Cuando se mezcla la pobreza, con la falta de libertad, con la corrupción y con una población con acceso a los medios de comunicación e Internet, el resultado a no tardar, es como poco, manifestaciones en la calle. Esto es lo que ha sucedido en Egipto, cosa que no tendría ninguna trascendencia, en lo que a violencia se refiere, si el régimen de Mubarak hubiera permitido esa manifestación de protesta. Pero Mubarak, no solo no ha consentido la libre expresión del pueblo egipcio en las calles, sino que ha ido más allá, aun en cuanto a grados de represión totalitarios, ha reprimido violentamente a todo aquel que osara a salir a la calle, ha intentado callar la voz de la prensa tanto local como internacional, y para que no le quedara nada en el tintero, ha intentado cerrar la comunicación vía Internet, para dejar todo atado y bien atado, como uno de cuyo nombre no quiero acordarme.
Pero no ha podido ser. A veces la necesidad y los años de represión pesan más que la propia supervivencia, y los egipcios han ido a por todas, aun sabiendo que la población civil cuando se manifiesta en contra del poder establecido, siempre tiene las de perder, a corto plazo – y las de perder “gordas” pues se puede llegar a perder hasta la vida- , pero que a la larga, aunque no siempre, se puede conseguir salir del sometimiento y la tiranía.

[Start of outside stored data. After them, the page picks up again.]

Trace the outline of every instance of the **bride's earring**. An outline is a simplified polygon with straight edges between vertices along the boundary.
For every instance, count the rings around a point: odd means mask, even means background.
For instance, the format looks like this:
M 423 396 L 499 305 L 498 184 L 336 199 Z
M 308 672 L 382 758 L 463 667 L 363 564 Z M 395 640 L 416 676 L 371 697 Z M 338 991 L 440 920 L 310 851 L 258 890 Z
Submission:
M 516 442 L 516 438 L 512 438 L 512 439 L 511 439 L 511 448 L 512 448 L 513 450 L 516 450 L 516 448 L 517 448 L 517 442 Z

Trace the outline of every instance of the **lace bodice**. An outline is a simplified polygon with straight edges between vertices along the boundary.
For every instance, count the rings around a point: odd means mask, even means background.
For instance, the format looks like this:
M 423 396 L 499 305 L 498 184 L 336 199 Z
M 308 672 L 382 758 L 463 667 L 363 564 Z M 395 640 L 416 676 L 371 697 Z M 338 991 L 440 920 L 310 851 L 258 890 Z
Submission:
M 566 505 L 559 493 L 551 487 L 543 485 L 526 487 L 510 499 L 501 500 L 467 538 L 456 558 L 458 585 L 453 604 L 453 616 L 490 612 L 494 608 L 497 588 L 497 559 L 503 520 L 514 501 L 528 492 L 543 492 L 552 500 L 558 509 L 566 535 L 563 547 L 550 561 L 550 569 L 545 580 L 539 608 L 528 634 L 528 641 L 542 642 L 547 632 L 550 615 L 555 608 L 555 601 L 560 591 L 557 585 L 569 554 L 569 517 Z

Además esta vez, y por primera vez, anda por medio un elemento distorsionador de los planes de gentes totalitarias y déspotas, como Mubarak, que hace que sus mecanismos de propaganda y amedrentamiento, no sean tan efectivos, y es la Internet 2.0, si la de los blogs, la de las redes sociales, la de los usuarios, que a pesar de intentar cerrarla y bloquearla, no ha podido conseguirlo, ya que la red, tal y como está concebida hoy, tiene una dimensión mundial, y no basta con bloquear simultáneamente varios proveedores, para callar y evitar ese ruido tan molesto para los represores, que es el sonido sordo pero constante que en la red producen las manifestaciones virtuales de los ciudadanos, exigiendo sus derechos como vivir digna y libremente, y contando con peros y señales – véase fotos y videos- la brutalidad del ejercito y la policía egipcia.
Hace años, si esto hubiera sucedido, el tema habría pasado mucho más desapercibido para la opinión pública mundial, pero ahora, afortunadamente las cosas han cambiado, y aunque algunos piensa que Internet es solo un vehiculo de marketing, publicidad y promoción, la red de redes es algo mucho más sólido y más profundo, es la voz de todos, y para todos. Todos los mecanismos de la red, durante estos días en Egipto, han cumplido perfectamente su rol, desde las redes sociales, como twitter y Factbook, hasta los blogs, desde los más grandes a los más pequeños. La palabra escrita digitalmente tomando forma de voz, que está vez no clama en el desierto.
Son las once y media de la noche. No llueve en Aravaca y la temperatura exterior es de 4 grados. Ya lo he dicho muchas veces: Internet es la última trinchera de la democracia, a los hechos me remito.